Which brings us back to Pfizer, the pharmaceutical drug company that has provoked the new round of patriotic denunciations of corporate tax flight. Pfizer’s CEO, Ian C. Read, has justified the corporate change of address from New York City to Dublin by complaining that U.S. tax policy puts his company at “tremendous disadvantage” in international competition. “We’re fighting,” Read told The Wall Street Journal, “with one hand tied behind our back.”

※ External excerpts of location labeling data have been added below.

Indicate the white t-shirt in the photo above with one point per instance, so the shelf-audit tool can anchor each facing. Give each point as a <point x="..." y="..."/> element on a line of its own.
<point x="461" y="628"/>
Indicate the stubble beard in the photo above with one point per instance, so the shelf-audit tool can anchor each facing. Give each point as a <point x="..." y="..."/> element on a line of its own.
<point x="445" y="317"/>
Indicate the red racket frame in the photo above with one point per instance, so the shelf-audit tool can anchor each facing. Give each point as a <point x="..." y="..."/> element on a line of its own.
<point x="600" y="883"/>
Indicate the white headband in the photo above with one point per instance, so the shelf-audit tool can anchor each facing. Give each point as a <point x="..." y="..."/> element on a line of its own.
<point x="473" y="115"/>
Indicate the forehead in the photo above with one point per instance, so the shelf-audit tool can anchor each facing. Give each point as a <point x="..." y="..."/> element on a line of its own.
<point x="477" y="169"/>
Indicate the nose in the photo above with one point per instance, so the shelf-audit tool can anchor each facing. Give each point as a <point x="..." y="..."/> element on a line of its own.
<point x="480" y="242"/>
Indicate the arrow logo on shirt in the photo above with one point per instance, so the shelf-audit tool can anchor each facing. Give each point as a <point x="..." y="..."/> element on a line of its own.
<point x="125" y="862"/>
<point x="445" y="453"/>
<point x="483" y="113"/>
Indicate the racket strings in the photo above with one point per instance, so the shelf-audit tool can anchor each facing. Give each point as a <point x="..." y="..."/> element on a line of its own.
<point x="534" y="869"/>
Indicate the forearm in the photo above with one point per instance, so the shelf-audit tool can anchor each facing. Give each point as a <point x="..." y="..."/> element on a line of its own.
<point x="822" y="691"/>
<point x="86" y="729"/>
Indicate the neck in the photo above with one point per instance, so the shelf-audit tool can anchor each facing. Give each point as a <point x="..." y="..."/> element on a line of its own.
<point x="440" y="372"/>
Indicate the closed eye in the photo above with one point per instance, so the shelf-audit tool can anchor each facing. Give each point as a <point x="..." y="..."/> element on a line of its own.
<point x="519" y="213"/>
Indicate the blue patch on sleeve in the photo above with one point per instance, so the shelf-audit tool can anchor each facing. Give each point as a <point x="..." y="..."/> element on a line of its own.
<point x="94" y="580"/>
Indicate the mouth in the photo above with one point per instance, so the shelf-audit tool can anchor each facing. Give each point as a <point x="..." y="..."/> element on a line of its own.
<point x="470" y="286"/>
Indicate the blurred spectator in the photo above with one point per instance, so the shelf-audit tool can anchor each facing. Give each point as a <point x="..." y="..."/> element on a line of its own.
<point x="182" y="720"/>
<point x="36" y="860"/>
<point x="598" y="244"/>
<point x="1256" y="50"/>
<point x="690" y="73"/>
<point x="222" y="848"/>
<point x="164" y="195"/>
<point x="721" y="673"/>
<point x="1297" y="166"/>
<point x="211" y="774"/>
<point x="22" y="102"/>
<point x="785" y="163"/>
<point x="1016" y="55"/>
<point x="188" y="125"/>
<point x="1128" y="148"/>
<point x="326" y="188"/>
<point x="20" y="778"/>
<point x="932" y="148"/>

I have shown, however, that if Pfizer is handicapped, it is because since 1985 the company has distributed 113% of net income to shareholders. Since 2011, Read’s first full year as CEO, Pfizer has expended $44.2 billion on buybacks and $31.2 billion on dividends — together representing 121% of net income — while provisioning $16.2 billion for income taxes, much of which are charges for possible future repatriations of profits and hence taxes that may never actually be paid. As I have detailed elsewhere, Pfizer’s business model is to merge with companies with proven blockbuster drugs, and then, with drug prices in the U.S. that are at least twice as high as anywhere else, generate revenues until the patents run out — all the while devoting all the resultant profits and more to “enhancing shareholder value.”

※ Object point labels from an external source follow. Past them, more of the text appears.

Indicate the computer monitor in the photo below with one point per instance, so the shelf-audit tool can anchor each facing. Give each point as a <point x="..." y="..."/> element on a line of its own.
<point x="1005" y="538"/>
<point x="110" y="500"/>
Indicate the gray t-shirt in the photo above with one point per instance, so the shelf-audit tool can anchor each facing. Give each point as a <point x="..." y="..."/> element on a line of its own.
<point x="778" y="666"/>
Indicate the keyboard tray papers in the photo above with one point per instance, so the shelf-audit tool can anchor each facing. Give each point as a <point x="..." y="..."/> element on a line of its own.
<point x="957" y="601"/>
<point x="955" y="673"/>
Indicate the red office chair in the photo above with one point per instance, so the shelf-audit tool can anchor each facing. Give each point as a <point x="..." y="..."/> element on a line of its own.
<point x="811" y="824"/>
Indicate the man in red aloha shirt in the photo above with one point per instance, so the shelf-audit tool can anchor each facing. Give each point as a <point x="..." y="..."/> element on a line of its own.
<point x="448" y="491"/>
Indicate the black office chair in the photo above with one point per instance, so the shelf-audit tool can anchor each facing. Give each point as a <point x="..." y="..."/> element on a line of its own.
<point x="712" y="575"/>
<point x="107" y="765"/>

Given their financial behavior, major U.S corporations do not need tax breaks. Before Congress capitulates to Icahnic moans that the U.S. international tax system is depriving the super-rich of their next billion dollars, it should focus its attention on how U.S. corporations have been abusing the profits that are generated at home. Vice President Joe Biden, Sen. Tammy Baldwin, Sen. Elizabeth Warren, Sen. Bernie Sanders, and Democratic presidential hopeful Hillary Clinton, among others, have recognized that stock buybacks manipulate the market and leave most Americans worse off. U.S. citizens need policy makers committed to bringing under control the greed that runs rampant in the C-suite and on Wall Street.